PHOENIX – David Barnard felt a pain in his chest. His vision blurry and his left arm limp, he turned to his friend.
“We need to go to the hospital now,” Barnard said.
“I was scared to death,” Barnard said. “I had just been in the gym that morning, completely fine.”
The heart attack Barnard suffered two decades ago required triple bypass surgery and an implanted defibrillator. Years later, after another mild heart attack, he had more surgery. Now 74, with his heart weakened, he required regular doctor visits.
Then a device the size of a paper clip arrived in his life.
Doctors in July implanted a device, similar to a stent, in Barnard’s heart. Sensors on the device detect changes in heart pressure that could indicate problems. Every day for 20 seconds, Barnard lays down on a monitor, embedded in a pillow, that transmits information to his doctor’s smartphone or computer.

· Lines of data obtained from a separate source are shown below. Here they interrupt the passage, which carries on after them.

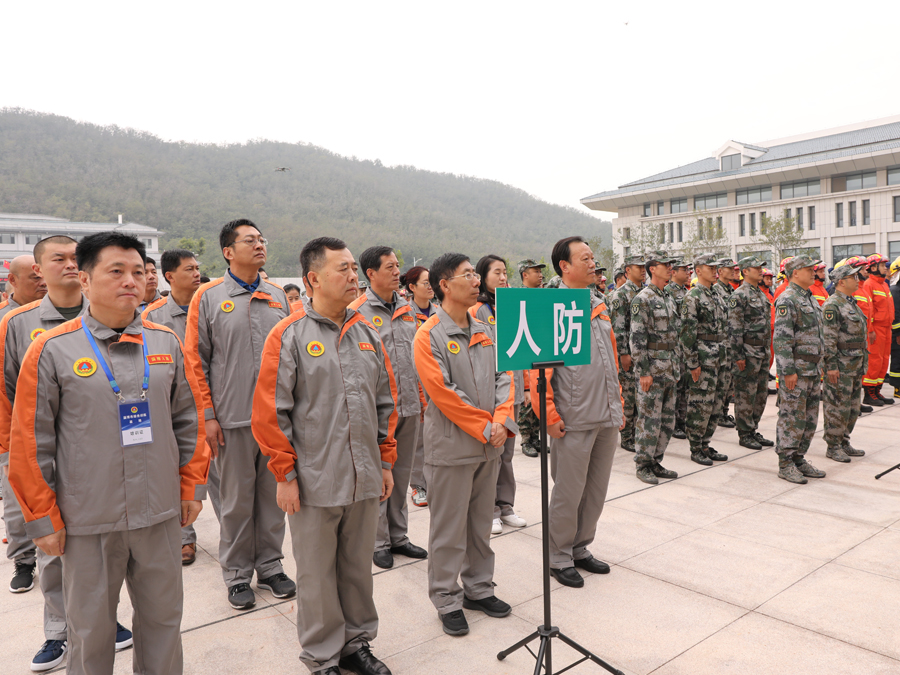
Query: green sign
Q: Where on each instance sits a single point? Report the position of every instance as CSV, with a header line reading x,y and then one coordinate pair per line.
x,y
543,324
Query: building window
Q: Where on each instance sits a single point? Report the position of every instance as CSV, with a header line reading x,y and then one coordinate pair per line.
x,y
731,162
861,181
754,195
806,188
706,202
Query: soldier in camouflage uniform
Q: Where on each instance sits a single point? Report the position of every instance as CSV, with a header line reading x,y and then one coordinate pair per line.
x,y
846,362
655,354
799,350
677,289
620,314
724,290
704,324
749,317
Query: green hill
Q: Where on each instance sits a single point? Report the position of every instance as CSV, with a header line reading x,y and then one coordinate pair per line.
x,y
56,166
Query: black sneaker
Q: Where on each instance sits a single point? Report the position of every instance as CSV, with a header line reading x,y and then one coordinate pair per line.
x,y
455,622
280,585
241,596
23,578
492,606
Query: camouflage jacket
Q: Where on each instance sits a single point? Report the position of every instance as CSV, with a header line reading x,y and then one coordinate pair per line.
x,y
749,321
798,341
654,335
844,326
704,324
620,313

The monitoring device also can be set up to send alerts.
“The intention of this is to keep patients out of the hospital,” Dr. Marwan Bahu, of Abrazo Arizona Heart Hospital, said. “This empowers the physician to make decisions way ahead of symptoms.”
The device, CardioMEMS, was released in 2014 but has been used increasingly in the last year because Medicare started to cover patients’ costs, according to a spokeswoman for the maker, Abbott.

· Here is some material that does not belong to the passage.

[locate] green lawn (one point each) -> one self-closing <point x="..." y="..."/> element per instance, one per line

“This is the same way we monitor pacemakers and defibrillators,” Bahu said. “This is just monitoring their fluids instead.”

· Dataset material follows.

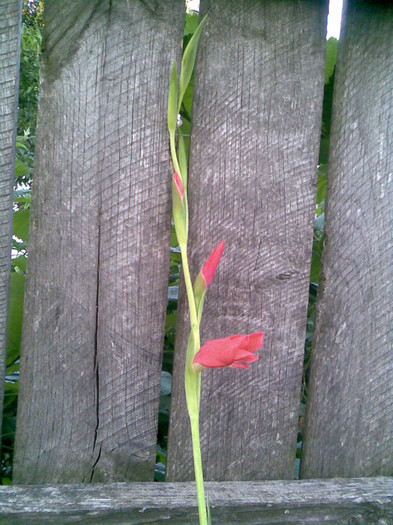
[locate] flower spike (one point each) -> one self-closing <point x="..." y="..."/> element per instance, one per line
<point x="234" y="351"/>
<point x="210" y="266"/>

A doctor who has researched and written about advancements in digital medicine said there are less invasive and lower cost alternatives.
“I think it’s absurd,” said San Diego physician Eric Topol. “I believe in wearable, reusable devices that reduce hospital visits,” such as necklaces, he said.
Medicare should shave costs in a tough economy, he said, especially when there are better solutions.
Bahu said the device, which takes about 30 minutes to implant, provides the “gold standard of information.”
Arizona patients who received the CardioMEMS reported a nearly 40 percent decrease in hospital visits because of heart complications, according to a 2011 Journal of American College of Cardiology study.
More than 20 percent of Arizona Medicare patients who suffered congestive heart failure had to be readmitted to the hospital within 30 days, according to the study.
More than 3 million adult, 30-day hospital readmissions in the U.S. accumulated more than $41 billion in hospital costs in 2011. That saves about $11,000 in Medicare charges per patient a year, the study said.